The Bloody Paniai case, or the Enarotali massacre (Kasus Paniai Berdarah / Pembantaian Enarotali) was a mass shooting by the Indonesian army from 753rd Special Raider Infantry Battalion of Korem 173/Praja Vira Braja of Kodam XVII/Cendrawasih which killed five teenagers and wounded of 17 others in Enarotali, Paniai Regency, Central Papua, Indonesia on 8 December 2014.

==Events==
On the night of 7 December 2014, Yulianus Yeimo (aged 14) and three of his friends in Ipakiye village criticised an Indonesian military officer for driving his motorcycle without headlights. The officer later returned to the location with four soldiers of 753rd Special Raider Infantry Battalion and violently beat the youth.
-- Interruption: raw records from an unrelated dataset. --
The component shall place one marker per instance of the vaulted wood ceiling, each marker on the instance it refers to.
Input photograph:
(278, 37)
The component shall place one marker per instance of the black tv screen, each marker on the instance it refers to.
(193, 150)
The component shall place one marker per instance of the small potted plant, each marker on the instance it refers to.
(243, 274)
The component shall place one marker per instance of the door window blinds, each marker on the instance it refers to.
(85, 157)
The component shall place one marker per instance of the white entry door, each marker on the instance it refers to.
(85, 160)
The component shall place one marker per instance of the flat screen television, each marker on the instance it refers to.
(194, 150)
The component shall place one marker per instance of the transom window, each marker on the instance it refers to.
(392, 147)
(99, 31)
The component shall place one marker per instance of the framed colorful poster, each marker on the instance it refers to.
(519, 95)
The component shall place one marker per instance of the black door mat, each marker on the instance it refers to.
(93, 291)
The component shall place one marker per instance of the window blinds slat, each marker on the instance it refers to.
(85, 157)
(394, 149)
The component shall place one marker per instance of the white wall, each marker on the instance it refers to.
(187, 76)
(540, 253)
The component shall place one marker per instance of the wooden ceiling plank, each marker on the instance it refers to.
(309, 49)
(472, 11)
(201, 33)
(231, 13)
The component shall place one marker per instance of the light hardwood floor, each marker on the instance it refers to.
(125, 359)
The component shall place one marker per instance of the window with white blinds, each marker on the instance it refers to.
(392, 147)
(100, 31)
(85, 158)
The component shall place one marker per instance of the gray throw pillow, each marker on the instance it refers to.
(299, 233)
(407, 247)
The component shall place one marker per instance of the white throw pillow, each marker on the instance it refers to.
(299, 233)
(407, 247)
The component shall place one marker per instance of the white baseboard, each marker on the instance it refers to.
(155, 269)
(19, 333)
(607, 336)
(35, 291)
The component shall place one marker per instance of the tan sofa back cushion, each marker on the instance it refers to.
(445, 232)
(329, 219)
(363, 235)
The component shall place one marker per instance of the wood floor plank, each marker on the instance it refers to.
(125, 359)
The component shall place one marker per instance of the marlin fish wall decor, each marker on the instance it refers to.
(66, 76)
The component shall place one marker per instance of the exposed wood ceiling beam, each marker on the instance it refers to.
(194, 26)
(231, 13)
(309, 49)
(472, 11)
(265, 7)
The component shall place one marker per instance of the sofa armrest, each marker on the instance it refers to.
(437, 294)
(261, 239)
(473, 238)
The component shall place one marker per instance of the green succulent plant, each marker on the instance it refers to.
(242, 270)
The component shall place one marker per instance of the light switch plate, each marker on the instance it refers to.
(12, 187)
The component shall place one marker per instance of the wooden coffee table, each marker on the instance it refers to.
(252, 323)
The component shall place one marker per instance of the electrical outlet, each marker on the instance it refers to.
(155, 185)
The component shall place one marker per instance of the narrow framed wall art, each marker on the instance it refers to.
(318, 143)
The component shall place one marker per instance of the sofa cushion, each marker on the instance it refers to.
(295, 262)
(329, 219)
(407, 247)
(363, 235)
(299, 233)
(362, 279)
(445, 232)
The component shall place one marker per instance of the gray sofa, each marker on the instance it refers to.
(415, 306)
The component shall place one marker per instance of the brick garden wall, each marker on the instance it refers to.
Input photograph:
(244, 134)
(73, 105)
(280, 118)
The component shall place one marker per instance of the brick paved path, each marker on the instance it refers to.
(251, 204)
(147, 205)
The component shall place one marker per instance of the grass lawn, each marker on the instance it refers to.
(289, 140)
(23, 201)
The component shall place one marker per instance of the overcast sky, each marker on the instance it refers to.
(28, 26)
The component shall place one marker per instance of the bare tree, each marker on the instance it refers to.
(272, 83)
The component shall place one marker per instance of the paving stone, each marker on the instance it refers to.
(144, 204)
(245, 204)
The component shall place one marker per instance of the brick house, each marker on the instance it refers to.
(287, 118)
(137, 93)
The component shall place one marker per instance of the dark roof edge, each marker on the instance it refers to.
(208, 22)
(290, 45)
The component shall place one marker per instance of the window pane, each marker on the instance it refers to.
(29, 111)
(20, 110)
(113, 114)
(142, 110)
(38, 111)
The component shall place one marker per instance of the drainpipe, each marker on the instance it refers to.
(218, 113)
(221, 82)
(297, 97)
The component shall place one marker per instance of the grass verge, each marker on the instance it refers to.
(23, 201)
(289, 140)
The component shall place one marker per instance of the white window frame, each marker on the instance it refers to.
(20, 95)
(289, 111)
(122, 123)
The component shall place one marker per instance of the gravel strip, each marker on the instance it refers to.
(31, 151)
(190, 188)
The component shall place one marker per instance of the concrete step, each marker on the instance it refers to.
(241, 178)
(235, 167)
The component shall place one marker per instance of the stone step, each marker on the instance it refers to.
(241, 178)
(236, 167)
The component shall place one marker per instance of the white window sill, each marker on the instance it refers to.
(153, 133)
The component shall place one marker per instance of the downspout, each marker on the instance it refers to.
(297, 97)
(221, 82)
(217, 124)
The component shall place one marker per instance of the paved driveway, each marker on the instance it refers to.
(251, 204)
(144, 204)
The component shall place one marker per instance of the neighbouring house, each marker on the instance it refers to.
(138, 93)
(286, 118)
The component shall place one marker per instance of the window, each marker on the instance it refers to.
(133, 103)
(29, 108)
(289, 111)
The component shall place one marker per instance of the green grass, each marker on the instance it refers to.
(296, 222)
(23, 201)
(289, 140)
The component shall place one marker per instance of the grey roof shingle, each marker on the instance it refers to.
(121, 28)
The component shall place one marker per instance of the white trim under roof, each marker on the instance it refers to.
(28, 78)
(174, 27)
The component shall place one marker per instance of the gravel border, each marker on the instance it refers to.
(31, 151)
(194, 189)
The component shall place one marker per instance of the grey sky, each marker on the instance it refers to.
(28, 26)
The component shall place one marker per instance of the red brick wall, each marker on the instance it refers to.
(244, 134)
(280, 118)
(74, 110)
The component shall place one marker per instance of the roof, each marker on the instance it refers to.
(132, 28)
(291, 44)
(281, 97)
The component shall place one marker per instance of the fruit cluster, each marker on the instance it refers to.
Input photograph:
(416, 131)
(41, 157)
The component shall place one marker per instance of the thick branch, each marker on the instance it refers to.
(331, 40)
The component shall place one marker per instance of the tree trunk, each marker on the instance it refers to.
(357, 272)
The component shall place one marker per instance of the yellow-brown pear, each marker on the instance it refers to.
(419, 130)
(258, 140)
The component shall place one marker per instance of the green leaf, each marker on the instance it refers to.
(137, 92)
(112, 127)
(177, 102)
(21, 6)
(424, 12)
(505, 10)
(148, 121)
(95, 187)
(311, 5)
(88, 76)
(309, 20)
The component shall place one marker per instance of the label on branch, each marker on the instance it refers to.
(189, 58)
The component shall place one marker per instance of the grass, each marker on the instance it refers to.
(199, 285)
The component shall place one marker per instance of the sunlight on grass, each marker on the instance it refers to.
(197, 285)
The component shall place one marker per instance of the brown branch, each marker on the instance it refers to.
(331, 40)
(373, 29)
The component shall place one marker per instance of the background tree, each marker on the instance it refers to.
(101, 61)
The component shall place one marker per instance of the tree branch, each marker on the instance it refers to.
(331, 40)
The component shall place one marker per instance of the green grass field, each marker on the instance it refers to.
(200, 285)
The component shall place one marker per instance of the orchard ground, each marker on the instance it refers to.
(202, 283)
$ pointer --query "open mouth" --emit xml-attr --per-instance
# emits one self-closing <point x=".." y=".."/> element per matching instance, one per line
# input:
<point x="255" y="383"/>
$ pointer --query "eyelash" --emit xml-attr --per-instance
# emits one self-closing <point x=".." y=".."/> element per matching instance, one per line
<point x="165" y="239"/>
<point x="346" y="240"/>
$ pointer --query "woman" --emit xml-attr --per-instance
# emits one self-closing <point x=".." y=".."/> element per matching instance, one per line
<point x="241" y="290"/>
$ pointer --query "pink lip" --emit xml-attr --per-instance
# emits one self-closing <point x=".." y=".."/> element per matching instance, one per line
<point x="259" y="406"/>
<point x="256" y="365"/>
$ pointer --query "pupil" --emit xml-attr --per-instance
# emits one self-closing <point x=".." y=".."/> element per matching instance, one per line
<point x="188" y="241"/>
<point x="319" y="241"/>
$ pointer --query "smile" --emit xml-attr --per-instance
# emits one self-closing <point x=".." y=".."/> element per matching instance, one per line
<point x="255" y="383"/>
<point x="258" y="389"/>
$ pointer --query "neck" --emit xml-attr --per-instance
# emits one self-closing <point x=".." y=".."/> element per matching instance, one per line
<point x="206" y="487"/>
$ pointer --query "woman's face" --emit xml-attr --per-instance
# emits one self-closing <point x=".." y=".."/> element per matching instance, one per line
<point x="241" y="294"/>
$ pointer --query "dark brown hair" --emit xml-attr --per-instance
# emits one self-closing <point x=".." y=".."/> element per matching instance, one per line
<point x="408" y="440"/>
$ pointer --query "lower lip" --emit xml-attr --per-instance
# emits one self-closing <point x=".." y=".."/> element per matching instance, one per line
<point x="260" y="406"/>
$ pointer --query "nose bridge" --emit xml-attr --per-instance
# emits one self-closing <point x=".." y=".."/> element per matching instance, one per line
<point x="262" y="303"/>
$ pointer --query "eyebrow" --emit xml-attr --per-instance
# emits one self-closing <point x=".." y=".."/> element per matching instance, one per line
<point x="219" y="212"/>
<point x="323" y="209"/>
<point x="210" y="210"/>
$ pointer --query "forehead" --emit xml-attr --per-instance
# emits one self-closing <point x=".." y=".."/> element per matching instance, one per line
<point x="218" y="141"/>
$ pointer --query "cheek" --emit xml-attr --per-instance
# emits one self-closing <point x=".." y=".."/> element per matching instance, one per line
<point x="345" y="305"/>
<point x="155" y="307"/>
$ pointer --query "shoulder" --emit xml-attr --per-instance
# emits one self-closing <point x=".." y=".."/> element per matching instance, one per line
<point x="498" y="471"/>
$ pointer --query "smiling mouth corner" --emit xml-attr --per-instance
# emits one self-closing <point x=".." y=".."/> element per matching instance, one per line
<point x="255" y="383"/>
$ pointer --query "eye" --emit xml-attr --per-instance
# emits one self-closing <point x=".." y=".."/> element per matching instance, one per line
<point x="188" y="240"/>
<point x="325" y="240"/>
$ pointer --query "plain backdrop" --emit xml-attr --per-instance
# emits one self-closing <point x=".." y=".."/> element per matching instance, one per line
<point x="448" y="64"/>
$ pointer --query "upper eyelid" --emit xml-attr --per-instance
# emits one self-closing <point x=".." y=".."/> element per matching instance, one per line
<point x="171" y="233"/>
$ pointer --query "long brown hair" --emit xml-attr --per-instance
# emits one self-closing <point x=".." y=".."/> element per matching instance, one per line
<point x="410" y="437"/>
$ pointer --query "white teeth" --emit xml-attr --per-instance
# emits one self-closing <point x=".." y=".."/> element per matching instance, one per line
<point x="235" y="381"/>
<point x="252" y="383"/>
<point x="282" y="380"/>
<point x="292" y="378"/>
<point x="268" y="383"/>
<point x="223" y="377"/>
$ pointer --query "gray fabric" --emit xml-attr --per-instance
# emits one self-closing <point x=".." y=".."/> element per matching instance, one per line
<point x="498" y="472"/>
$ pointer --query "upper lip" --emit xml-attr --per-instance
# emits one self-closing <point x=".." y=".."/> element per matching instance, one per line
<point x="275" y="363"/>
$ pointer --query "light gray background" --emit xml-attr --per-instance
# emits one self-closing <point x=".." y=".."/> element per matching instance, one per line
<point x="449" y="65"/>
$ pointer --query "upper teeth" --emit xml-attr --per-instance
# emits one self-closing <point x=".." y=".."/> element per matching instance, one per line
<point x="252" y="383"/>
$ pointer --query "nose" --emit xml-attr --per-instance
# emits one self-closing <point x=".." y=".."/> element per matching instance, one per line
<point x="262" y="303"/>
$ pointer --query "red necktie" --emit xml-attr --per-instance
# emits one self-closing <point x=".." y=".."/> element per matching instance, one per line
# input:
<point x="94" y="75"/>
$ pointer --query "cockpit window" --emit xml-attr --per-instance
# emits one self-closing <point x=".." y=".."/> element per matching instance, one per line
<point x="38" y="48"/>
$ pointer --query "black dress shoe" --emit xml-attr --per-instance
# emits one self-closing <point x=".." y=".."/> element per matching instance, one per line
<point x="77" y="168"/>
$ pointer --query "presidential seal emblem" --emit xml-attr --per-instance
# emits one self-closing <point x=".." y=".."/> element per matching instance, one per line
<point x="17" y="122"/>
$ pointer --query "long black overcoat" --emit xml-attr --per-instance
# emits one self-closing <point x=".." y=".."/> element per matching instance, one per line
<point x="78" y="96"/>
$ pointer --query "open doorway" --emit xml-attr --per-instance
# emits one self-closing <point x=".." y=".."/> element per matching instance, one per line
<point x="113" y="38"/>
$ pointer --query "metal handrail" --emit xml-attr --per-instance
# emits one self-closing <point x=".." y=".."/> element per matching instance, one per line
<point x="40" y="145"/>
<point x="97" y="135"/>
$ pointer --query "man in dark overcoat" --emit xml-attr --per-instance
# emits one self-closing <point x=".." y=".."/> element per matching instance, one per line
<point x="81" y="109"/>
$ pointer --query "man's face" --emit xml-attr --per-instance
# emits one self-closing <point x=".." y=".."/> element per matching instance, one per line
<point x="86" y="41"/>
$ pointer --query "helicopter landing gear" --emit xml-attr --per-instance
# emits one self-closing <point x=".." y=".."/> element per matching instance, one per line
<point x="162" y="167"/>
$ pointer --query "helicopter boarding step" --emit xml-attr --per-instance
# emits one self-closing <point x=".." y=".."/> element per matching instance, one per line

Yeimo suffered severe head injuries and fell into a coma. The next day, people from the town of Enarotali, Paniai Regency protested against the torturing of Yeimo and several of his friends. The following day, about 1,000 young men, women and children gathered at a football field in Enarotali to peacefully protest against the behaviour of the army personnel when the security forces opened fire at them, killing five boys and injuring 17 others, those killed were Abia Gobay (17), Yulian Yeimo (17), Simon Degei (16), Alfius Youw (17) and Otianus Gobai (18). According to Time, based on an official document an order was sent to the soldiers through internal radio: “If the masses offer resistance more than three times, shoot them dead”.

==Aftermath==
President Joko Widodo, who had just entered office in 2014 ordered the National Commission on Human Rights (Komnas HAM) to investigate the matter. On February 19, 2020 Komnas HAM declared that the shootings were a "gross human rights violation", and further accused TNI and the Indonesian police of obstructing justice regarding the incident. Yulianus Yeimo died in April 2018.